In mammals, biotin serves as coenzyme for four carboxylases, which play essential roles in the metabolism of glucose, amino acids, and fatty acids. Biotin deficiency causes decreased rates of cell proliferation, impaired immune function, and abnormal fetal development. Evidence is accumulating that biotin also plays an important role in regulating gene expression, mediating some of the effects of biotin in cell biology and fetal development. DNA microarray studies and other gene expression studies have suggested that biotin affects transcription of genes encoding cytokines and their receptors, oncogenes, genes involved in glucose metabolism, and genes that play a role in cellular biotin homeostasis. In addition, evidence has been provided that biotin affects expression of the asialoglycoprotein receptor and propionyl-CoA carboxylase at the post-transcriptional level. Various pathways have been identified by which biotin might affect gene expression: activation of soluble guanylate cyclase by biotinyl-AMP, nuclear translocation of NF-kappaB (in response to biotin deficiency), and remodeling of chromatin by biotinylation of histones. Some biotin metabolites that cannot serve as coenzymes for carboxylases can mimic biotin with regard to its effects on gene expression. This observation suggests that biotin metabolites that have been considered "metabolic waste" in previous studies might have biotin-like activities. These new insights into biotin-dependent gene expression are likely to lead to a better understanding of roles for biotin in cell biology and fetal development.

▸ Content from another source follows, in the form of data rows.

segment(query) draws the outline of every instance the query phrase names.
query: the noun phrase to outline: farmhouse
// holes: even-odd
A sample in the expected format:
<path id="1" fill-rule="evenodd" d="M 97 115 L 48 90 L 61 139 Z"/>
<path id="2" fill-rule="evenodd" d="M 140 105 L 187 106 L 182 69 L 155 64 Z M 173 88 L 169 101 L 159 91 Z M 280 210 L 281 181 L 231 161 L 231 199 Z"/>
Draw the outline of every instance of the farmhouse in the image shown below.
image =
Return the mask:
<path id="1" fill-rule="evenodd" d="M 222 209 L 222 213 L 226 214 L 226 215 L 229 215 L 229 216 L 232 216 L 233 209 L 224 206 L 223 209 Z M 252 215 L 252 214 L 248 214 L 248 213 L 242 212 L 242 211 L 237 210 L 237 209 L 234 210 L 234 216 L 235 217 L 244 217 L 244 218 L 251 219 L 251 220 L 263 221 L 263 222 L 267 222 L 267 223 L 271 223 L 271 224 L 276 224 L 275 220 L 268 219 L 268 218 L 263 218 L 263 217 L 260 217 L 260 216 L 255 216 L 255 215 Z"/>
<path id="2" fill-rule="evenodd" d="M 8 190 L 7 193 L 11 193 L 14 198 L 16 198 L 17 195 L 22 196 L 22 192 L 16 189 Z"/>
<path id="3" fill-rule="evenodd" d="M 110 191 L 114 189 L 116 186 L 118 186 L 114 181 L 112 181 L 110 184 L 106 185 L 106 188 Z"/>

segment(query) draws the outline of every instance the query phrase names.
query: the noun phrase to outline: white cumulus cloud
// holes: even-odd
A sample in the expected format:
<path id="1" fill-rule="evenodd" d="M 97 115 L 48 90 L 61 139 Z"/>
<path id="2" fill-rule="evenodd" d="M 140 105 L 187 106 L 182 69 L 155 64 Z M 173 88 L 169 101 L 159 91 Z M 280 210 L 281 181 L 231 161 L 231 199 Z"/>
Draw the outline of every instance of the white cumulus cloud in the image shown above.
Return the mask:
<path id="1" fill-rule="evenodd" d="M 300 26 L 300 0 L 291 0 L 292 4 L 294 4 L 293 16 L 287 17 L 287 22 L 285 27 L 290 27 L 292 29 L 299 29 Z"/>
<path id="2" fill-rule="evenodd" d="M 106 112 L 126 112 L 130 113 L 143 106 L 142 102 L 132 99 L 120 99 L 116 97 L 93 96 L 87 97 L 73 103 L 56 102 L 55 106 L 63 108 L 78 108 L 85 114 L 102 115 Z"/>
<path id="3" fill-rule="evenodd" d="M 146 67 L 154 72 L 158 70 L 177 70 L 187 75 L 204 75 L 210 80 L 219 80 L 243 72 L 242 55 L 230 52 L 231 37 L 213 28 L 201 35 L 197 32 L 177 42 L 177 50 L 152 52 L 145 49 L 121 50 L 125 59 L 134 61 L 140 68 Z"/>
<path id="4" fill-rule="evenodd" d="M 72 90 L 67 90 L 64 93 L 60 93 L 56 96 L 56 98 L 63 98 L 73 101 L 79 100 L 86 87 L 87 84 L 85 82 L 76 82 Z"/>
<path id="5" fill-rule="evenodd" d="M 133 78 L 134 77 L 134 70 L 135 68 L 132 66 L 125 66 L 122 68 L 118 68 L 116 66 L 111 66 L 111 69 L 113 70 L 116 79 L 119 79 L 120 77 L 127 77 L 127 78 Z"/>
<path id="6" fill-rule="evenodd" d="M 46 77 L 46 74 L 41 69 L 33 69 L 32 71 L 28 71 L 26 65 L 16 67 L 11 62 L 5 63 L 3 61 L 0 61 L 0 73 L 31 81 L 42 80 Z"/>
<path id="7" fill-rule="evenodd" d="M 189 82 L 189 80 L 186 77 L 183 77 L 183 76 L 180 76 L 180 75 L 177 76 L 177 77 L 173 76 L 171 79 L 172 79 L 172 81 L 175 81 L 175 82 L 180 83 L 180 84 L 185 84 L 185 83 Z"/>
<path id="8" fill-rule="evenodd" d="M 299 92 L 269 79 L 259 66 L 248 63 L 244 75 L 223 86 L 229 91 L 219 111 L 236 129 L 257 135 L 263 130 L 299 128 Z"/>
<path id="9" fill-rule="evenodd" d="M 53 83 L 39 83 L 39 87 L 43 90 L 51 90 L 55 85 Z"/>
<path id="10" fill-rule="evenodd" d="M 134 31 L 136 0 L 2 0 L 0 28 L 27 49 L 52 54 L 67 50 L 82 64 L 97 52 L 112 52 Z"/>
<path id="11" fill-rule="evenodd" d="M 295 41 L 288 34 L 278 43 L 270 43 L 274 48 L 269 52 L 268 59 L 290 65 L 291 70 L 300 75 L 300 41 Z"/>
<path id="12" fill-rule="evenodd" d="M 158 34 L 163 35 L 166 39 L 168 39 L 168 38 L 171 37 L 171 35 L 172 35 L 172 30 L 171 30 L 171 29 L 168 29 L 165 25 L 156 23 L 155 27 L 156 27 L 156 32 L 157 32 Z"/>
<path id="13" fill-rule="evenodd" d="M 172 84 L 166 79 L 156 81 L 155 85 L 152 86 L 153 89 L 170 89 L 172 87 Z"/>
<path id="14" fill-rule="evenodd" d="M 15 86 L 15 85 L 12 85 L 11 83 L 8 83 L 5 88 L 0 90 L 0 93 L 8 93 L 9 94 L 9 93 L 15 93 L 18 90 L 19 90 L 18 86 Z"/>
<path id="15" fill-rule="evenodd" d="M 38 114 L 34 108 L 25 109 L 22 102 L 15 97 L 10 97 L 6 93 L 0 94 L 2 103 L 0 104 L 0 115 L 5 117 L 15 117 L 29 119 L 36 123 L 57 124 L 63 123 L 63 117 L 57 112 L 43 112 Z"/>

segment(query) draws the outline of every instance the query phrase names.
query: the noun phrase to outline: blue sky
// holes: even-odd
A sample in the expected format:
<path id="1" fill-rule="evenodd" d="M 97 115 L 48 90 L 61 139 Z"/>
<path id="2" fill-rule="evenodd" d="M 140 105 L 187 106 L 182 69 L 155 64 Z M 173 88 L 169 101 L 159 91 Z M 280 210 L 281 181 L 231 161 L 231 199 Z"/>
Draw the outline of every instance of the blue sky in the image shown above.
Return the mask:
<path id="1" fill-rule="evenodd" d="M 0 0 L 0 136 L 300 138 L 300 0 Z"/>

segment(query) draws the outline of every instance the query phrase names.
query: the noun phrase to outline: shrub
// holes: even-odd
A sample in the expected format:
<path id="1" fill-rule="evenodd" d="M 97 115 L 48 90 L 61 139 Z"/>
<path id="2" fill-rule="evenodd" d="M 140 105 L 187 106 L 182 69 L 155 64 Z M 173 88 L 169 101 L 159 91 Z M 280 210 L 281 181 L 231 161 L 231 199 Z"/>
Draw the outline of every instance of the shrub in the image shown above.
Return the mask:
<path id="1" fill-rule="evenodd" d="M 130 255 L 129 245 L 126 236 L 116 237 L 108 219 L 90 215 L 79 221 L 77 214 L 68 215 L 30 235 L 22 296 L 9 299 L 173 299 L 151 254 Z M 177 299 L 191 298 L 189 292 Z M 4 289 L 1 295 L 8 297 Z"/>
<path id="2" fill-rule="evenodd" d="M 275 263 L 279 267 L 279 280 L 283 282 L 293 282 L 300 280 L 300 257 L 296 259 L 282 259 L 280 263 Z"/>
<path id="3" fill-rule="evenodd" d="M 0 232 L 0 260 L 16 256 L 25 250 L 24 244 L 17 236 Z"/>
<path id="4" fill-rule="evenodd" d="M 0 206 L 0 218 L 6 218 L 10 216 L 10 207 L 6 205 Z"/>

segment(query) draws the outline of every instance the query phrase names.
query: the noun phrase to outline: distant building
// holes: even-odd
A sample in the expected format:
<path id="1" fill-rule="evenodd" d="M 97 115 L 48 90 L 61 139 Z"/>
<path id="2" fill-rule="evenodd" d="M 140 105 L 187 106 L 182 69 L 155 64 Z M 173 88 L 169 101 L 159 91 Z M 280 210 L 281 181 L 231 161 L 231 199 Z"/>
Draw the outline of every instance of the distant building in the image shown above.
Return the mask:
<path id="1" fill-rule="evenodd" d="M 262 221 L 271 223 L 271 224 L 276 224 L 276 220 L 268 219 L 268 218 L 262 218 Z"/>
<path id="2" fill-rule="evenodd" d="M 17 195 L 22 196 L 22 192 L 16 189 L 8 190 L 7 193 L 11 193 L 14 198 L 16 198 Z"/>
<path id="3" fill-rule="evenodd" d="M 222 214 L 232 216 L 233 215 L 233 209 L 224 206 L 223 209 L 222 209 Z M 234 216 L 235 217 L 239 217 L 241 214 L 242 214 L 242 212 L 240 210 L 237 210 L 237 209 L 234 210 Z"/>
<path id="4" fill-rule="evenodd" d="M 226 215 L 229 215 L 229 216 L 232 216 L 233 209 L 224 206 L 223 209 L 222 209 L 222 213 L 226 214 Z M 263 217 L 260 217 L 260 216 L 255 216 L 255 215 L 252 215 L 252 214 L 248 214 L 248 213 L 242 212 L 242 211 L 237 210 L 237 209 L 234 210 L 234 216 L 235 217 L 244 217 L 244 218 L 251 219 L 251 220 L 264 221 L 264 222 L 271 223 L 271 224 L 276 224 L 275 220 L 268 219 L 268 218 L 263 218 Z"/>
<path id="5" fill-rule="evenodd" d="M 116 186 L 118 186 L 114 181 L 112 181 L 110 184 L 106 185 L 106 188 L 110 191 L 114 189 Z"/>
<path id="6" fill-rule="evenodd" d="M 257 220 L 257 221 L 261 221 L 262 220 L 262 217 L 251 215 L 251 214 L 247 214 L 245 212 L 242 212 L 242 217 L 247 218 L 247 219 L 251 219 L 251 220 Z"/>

It does appear that biotin is more important than generally appreciated. 

Conclusion

In earlier posts I highlighted that elevated cholesterol is a bio-marker for inflammation.  In a large sub-group in autism, cholesterol is elevated.

In today’s post we looked at  a different type of lipid, triglycerides, they have a different role to cholesterol.  Not surprisingly the lipid profile is dysfunction, since it is closely linked to oxidative stress, which appears to be at the root of many problems in autism.

It is extremely easy and inexpensive to check your lipid profile (LDL, HDL and triglycerides); if elevated, there are safe established ways to bring things back to “normal”.

Parents seeing a small positive effect with their fish oil supplements might consider saving a lot of money and seeing if an extremely inexpensive biotin (5mg) supplement has an equal or greater effect.  The cost of biotin would be $2 a month.  The cost of fish oil with anything like the concentration used in the more effective trials (0.84g EPA and 0.7g DHA) will cost around $50 a month and may not lower triglycerides by as much as the cheap biotin.

By measuring the lipid profile before and after, you will be able to determine for yourself the relative merits.

Niacin also has been shown to improve mood/anxiety.  It is used by people with autism and schizophrenia.  Niacin is also extremely effective at reducing triglycerides.  High doses of Niacin can be accompanied by side effects and so use is discouraged.

Biotin levels do seem to be slightly low in autism.  Effective methods of accurately diagnosing deficiency are disputed.  Biotin is very effective at reducing triglycerides.

Elevated triglycerides have been associated with mood disorders and depression.

It seems plausible that the benefits from Omega-3 , niacin and biotin stem from their effectiveness in reducing triglycerides.

Biotin would seem to be a very cost effective and safe way to achieve this, without the side effects of niacin.  

Biotin also appears to have other key functions, including transcription of cytokine genes. Over expression of pro-inflammatory cytokines is a common feature of autism.